On Monday, Governor Bobby Jindal- Louisiana’s Sarah Palin- published an opinion piece for The New York Post, a once-venerable American institution founded by Alexander Hamilton and now owned by Rupert Murdoch, the Australian entrepreneur who also owns The Wall Street Journal, Fox News, and a majority stake in the Republican Party.
Despite the fact that Jindal is now in the middle of a busy legislative session, which, as anyone from Louisiana can tell you, consumes almost every second of the Governor’s schedule, he somehow managed to find time for the good people of New York City. He may live in Baton Rouge, but he can see Manhattan from his
house mansion. And as he explains in his editorial, he is deeply concerned that their new Mayor, Bill de Blasio, is actually doing what voters elected him, in a landslide, to do. Mayor de Blasio, audaciously, ran and was elected on a platform of saving and reinvesting in the public school system and holding charter school operators accountable.
If you know anything about Bobby Jindal, you know he doesn’t have any faith in the public school system that provided him with the education he needed to get into an Ivy League university and become a Rhodes Scholar, and you know he believes the only way to reform education is by imposing stringent and absurdly unrealistic benchmarks on struggling public schools in order to justify the subsidization of unaccountable private schools. This, apparently, makes him an expert in school reform and imminently qualified to opine on Mayor de Blasio’s shocking decision to require a woman named Eva Moskowitz to pay the public for the public buildings she’s using to run her charter school empire.
Jindal wants the people of New York to know that he can relate to the plight of Eva Moskowitz. He too has been persecuted by a “petulant tyrant.” Quoting (bold mine):
In Louisiana, we know a thing or two about government authorities meddling in parents’ right to choose the schools that are best for their children. President Obama’s Justice Department filed a lawsuit trying to impede our program that gives parents of low-income students in failing schools an opportunity to attend a better school. Fully nine in 10 students participating in the program are minorities, yet the Justice Department seeks to block the program on the grounds that it would lead to racial segregation. The lawsuit would be funny if it weren’t so sad — and if the lives of so many young African-American children weren’t at stake.
It is well-established that Rupert Murdoch does not employ fact-checkers, but if he did, he would learn that he allowed the Governor of Louisiana to publish an insidious deception about the intention of the United States Department of Justice in Alexander Hamilton’s newspaper.
Where do I begin?
First, Jindal’s voucher schools aren’t better. They’re significantly, demonstrably worse.

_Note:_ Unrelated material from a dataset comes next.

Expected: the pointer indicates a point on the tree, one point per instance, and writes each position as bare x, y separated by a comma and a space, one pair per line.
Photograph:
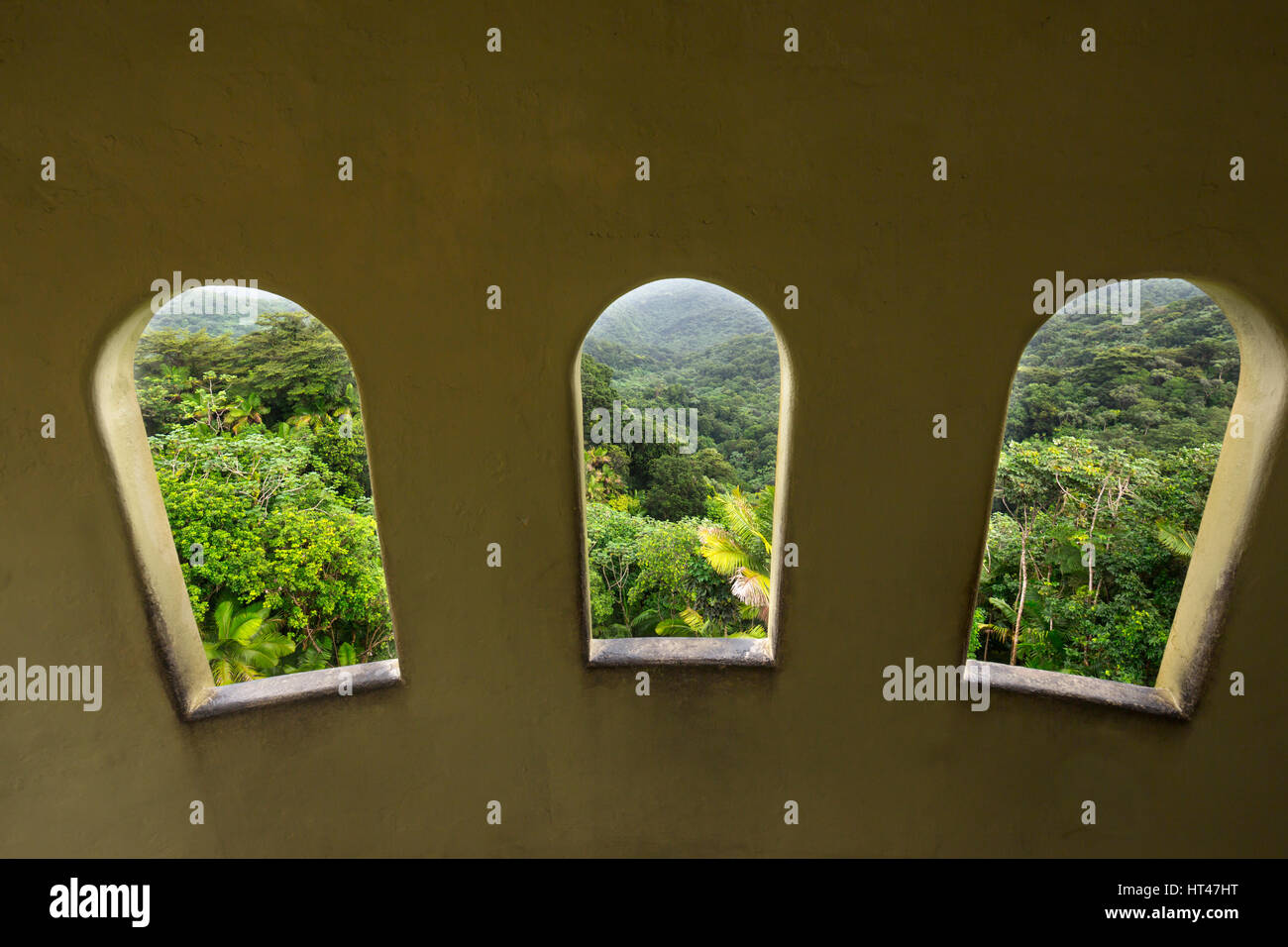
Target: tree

- 45% of Louisiana’s voucher school students attend failing schools.
- Voucher students in Louisiana scored 30 points lower on standardized tests than their peers in public schools.

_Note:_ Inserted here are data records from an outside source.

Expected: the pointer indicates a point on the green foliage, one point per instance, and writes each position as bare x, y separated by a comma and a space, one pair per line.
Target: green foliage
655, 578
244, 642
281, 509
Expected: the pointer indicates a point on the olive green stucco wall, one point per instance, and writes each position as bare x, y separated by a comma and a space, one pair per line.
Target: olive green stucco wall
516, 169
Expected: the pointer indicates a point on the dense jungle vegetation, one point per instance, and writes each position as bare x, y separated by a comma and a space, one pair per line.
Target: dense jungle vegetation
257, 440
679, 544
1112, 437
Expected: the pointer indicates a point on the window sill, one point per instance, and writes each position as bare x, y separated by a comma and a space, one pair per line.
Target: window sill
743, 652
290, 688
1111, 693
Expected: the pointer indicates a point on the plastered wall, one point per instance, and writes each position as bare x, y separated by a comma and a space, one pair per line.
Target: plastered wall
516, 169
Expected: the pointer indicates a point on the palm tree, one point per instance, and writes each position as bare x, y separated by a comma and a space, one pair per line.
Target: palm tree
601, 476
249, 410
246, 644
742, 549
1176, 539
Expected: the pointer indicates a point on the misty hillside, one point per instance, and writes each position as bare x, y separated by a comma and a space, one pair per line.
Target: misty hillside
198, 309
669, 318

- More than 90% of voucher schools in Louisiana failed to comply with the state’s auditing requirements.
- Numerous voucher schools illegally overcharged the state on the basis of a student’s religious affiliation.
- Dozens of Louisiana’s voucher schools teach New Earth Creationism as science.
There is a good reason the United States Department of Justice intervened: Jindal’s program was almost completely unaccountable. Attorney General Eric Holder, an African-American whose sister-in-law was, famously, one of two black students prevented from enrolling in the University of Alabama when Governor George Wallace literally stood in front of the doors, and Barack Obama, the first African-American President of the United States, are not meddling with Jindal’s voucher program because they want to prevent black children from receiving a quality education. They’re intervening because Jindal’s program is a sham. And yes, there is a legitimate concern that Jindal’s program, which disproportionately targets African-American children, will make majority white public schools even whiter, while reassigning black students to fly-by-night church schools. And yes, that most definitely undermines the central aspiration of integration.
To me, though, this grandstanding is not the most egregious part of Jindal’s sanctimonious letter to the readers of The New York Post. It’s this (bold mine):
In his 2009 inaugural address, President Obama promised to “restore science to its rightful place.” Yet the sound science of numerous studies confirming the positive effects of school choice on student achievement matters far less to Democratic politicians than the nearly $100 million in contributions they’ve received over the last 25 years just from the two largest teachers unions.
Bobby Jindal may have a degree in biology, but he is permanently disqualified from lecturing anyone on science. If he agrees that science should be restored “to its rightful place,” then he should begin by realizing that there are no scientific studies on school choice; there’s no such thing. There may be outcomes reports on certain policies and programs, but that’s not science. If it were, I could prove, scientifically, that Jindal is the worst Governor in the history of Louisiana. After all, I’ve observed, tested, and verified, over and over, that his policies are terrible. But, unlike Jindal, I know what science actually means.
Perhaps it’s not surprising that Jindal doesn’t even have the slightest understanding of science. After all, this is the same man who thinks he helped cure a friend of cancer after participating in an exorcism, the same man who signed a law allowing public school teachers the ability to teach creationism as science, and the same man who funneled millions in taxpayer dollars to voucher schools that believe the Loch Ness monster is real and alive and disproves evolution.